Looking for Eric, de Ken Loach

Il existe à Manchester trois clubs de foot qui pourraient bien être le miroir du monde actuel et l’image de l’histoire produite par Ken Loach pour son dernier film.

Le premier, Manchester City « blue » est le club (racheté dernièrement par un émir arabe) préféré d’une frange classe prolétaire qui ne se reconnaît pas en l’autre grand de la ville, Manchester United. Le club de Manchester United est en réalité une société qui, avec sa galerie de joueurs galactiques, survole le football européen grâce à sa position boursière et sa gestion de type multinationale. En matière de football, « Man U » est une équipe très agréable à voir jouer… Mais pour les mancuniens, les matchs se regardent dans les pubs, tant le prix du ticket pour le glorieux stadium est abusif et réservé à l’élite. Face à ce constat symptomatique du foot-business, les fans de la première heure ont cherché à se démarquer du club qui les a fait vibrer en créant une troisième voie avec une équipe mineure, dont les couleurs rappellent celles du United à l’époque où tout le monde se retrouvait et vibrait en reprenant en chœur le glorieux « Hou ha Cantona ».

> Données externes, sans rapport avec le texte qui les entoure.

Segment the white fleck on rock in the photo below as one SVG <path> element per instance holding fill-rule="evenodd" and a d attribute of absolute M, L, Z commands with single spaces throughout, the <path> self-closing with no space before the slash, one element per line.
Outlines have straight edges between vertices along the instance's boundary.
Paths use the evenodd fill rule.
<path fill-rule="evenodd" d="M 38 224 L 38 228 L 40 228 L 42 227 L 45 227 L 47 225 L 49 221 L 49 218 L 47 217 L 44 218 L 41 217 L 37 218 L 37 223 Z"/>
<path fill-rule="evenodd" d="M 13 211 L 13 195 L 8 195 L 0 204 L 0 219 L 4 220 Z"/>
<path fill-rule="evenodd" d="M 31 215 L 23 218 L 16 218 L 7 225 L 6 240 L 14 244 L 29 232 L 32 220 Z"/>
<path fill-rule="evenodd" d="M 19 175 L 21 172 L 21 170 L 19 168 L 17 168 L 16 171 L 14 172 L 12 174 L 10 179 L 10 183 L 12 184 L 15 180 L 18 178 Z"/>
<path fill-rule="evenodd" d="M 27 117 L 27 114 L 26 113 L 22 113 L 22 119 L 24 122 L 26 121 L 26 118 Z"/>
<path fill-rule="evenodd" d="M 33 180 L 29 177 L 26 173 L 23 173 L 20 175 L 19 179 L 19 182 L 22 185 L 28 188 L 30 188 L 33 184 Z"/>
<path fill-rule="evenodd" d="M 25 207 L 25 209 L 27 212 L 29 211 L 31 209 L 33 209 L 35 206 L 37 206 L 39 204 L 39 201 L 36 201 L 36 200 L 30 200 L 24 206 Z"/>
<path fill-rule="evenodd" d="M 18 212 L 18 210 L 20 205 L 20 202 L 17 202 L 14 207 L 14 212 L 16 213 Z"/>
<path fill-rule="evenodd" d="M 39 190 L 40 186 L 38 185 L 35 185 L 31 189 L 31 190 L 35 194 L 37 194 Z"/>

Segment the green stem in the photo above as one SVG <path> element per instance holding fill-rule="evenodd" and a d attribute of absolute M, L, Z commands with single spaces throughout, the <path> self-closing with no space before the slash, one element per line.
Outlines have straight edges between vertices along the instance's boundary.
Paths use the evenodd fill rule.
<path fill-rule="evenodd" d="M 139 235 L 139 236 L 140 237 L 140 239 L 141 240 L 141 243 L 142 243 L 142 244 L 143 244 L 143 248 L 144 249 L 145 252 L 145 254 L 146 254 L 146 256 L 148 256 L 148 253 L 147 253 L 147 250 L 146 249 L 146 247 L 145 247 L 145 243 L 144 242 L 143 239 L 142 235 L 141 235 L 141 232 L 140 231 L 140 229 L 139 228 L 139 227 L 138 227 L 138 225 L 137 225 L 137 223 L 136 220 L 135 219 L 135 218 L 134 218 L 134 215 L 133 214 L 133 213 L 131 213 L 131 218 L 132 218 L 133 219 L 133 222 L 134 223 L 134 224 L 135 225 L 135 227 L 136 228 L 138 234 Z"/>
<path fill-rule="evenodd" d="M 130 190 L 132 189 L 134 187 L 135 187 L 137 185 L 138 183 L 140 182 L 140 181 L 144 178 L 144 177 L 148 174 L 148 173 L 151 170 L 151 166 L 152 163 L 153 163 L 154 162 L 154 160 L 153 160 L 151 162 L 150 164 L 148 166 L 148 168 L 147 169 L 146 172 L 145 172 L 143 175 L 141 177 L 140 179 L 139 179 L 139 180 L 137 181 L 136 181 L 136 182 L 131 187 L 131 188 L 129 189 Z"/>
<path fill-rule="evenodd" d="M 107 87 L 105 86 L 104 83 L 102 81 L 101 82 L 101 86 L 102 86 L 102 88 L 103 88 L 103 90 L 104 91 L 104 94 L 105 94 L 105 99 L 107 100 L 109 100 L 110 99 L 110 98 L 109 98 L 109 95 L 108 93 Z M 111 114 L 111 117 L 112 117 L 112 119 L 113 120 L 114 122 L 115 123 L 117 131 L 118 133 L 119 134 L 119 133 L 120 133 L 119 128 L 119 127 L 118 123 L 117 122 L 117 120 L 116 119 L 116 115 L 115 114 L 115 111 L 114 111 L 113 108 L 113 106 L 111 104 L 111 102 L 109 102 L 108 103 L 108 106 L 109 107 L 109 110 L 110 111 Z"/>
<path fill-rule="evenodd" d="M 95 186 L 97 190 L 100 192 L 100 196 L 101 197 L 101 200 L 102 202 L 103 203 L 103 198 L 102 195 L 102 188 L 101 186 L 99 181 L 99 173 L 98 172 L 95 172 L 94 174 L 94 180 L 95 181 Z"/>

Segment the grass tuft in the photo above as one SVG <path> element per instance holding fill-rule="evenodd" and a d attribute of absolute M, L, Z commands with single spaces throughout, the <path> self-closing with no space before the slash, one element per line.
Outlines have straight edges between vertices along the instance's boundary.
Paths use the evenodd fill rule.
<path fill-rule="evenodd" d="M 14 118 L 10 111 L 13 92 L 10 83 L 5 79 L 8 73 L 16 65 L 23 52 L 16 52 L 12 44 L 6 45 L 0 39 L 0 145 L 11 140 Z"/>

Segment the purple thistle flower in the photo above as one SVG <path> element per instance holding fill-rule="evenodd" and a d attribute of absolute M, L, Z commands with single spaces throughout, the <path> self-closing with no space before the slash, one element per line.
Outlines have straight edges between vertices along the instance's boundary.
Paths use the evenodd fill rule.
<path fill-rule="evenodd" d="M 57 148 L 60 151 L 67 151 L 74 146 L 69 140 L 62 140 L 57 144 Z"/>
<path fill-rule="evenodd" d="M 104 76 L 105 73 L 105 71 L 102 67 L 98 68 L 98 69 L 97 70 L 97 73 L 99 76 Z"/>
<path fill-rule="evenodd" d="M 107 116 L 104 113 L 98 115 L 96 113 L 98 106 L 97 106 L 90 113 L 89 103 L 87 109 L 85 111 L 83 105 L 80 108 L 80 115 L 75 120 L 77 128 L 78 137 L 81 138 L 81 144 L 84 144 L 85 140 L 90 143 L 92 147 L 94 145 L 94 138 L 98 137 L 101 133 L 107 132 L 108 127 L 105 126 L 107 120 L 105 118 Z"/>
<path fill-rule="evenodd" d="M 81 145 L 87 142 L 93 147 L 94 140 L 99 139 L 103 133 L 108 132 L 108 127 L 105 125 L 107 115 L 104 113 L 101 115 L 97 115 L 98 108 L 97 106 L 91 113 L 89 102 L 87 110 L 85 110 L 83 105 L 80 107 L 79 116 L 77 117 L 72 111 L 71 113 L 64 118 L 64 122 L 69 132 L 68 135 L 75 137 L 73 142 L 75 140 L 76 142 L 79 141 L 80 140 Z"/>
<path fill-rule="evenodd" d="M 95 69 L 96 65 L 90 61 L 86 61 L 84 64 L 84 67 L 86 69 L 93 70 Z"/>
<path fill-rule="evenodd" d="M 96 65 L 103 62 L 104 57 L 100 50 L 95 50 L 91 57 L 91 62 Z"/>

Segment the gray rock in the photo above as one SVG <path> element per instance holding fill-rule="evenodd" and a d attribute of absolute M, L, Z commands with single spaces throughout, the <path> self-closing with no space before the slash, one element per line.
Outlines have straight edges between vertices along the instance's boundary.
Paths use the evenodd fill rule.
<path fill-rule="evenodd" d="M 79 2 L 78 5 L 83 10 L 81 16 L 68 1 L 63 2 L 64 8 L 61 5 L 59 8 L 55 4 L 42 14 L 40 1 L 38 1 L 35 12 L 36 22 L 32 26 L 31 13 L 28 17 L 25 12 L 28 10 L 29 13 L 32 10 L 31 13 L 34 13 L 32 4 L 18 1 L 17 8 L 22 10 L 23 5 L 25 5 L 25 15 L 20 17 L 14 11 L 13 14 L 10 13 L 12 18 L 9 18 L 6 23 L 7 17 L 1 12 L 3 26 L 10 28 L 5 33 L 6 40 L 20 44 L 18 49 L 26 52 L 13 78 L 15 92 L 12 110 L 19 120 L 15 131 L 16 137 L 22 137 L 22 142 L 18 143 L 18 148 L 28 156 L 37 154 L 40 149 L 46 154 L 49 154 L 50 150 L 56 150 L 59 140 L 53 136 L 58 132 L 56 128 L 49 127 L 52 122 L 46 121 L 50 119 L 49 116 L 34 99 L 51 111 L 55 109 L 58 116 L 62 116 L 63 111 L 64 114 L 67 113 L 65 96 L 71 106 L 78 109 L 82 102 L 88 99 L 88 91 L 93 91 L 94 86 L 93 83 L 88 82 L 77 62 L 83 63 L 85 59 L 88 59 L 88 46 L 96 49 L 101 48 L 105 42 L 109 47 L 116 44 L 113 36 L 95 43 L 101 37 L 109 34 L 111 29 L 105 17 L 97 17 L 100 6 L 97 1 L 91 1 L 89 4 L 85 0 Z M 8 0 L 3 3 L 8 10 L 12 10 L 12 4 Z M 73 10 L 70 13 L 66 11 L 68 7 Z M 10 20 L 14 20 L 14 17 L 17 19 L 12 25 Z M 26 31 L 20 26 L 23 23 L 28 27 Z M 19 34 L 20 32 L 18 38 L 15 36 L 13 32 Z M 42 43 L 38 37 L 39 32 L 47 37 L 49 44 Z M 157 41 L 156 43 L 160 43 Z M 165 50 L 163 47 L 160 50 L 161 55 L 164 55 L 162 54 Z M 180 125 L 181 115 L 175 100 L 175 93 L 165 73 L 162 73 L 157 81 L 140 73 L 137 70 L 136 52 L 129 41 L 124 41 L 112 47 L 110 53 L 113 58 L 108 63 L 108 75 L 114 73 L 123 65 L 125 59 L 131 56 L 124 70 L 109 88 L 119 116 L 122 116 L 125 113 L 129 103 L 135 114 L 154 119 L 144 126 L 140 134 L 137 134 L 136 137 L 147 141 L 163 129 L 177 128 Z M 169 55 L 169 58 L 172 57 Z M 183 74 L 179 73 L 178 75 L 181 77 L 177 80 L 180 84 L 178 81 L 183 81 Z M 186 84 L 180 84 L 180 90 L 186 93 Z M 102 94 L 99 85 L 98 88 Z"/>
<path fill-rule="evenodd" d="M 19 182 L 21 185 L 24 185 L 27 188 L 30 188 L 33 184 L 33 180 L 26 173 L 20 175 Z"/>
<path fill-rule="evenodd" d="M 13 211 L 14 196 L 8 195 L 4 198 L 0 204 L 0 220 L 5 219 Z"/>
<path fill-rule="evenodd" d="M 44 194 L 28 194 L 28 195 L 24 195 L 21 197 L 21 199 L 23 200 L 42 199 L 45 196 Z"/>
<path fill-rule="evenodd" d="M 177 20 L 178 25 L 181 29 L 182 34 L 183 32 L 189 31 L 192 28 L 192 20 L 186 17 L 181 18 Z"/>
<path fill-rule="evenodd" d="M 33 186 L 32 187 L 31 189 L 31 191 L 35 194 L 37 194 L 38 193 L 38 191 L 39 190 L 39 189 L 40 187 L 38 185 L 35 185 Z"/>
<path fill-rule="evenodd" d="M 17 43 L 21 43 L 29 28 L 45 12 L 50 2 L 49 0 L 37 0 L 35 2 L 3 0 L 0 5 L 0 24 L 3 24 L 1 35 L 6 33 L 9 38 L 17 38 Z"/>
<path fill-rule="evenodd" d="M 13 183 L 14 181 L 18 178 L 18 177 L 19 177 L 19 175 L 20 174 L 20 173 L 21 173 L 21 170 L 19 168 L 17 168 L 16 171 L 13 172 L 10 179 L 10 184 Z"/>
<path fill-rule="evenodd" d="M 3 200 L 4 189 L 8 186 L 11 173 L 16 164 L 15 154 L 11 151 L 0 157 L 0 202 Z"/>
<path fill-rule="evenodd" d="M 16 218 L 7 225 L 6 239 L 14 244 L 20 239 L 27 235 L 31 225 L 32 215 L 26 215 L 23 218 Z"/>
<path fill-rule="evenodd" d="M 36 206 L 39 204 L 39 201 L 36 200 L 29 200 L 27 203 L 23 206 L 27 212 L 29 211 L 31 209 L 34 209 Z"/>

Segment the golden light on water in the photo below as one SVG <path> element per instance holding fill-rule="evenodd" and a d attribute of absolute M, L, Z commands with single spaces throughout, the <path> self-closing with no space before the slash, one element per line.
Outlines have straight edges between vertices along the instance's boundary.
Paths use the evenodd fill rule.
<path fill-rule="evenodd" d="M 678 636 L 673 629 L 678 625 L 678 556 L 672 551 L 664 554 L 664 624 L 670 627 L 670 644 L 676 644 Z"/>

Au début des années 90, les ouvriers anglais ont perdu une bataille et sont devenus malgré eux les victimes d’un système qui les écartait depuis déjà pas mal de temps. Et ce n’est pas innocent si Ken Loach a commencé à devenir plus engagé et revendicatif au moment où Thatcher montrait les crocs et essoufflait l’Angleterre de sa main de fer. Ainsi, la peinture d’une classe ouvrière déclassée et cette quête pour la reconnaissance des mal lotis qu’a entrepris Loach ont, semble t-il, été freinées par ce désarroi mondialisé que dépeint la grande oeuvre pessimiste It’s a Free World !

Plus proche de Sweet Sixteen pour son personnage que le révisionnisme classique du Vent se Lève, Loach revient ici sur le mode comique, avec un regard nostalgique porté sur ce paradis perdu qu’incarne le King français Eric Cantona.

Postier défait par une vie sentimentale qui a foutu le camp et débordé par la tenue d’une maison défaite par deux jeunes lad’s rebelles à l’autorité, Eric perd pied et tente de se suicider. Comme tout est affaire de projection, il s’en remet à son idole Eric Cantona pour retrouver sens à son existence et un peu de respect pour lui-même. L’amitié et la solidarité comme combat contre l’altérité et l’immoralisme ambiant, Looking for Eric l’illustre à chaque plan et le déroule tout au long du film. De même, les aphorismes de Canto (« ce n’est que face au danger que l’on peut se surpasser ») dévoilent le combat à mener et l’idée que ce sont les modèles à suivre qui manquent cruellement aujourd’hui.

Et l’intérêt que dans la veine réaliste de Ken Loach, une arme est un danger potentiel et pas un accessoire ou un simple jouet scénaristique. Ne pas y voir là de conservatisme mais, bien plus qu’une série américaine « frais emballée » et programmée pour du temps de « cerveau humain disponible », ce film devrait être diffusé un dimanche soir à la télévision. Car pour moi, Ken Loach joue toujours en première division.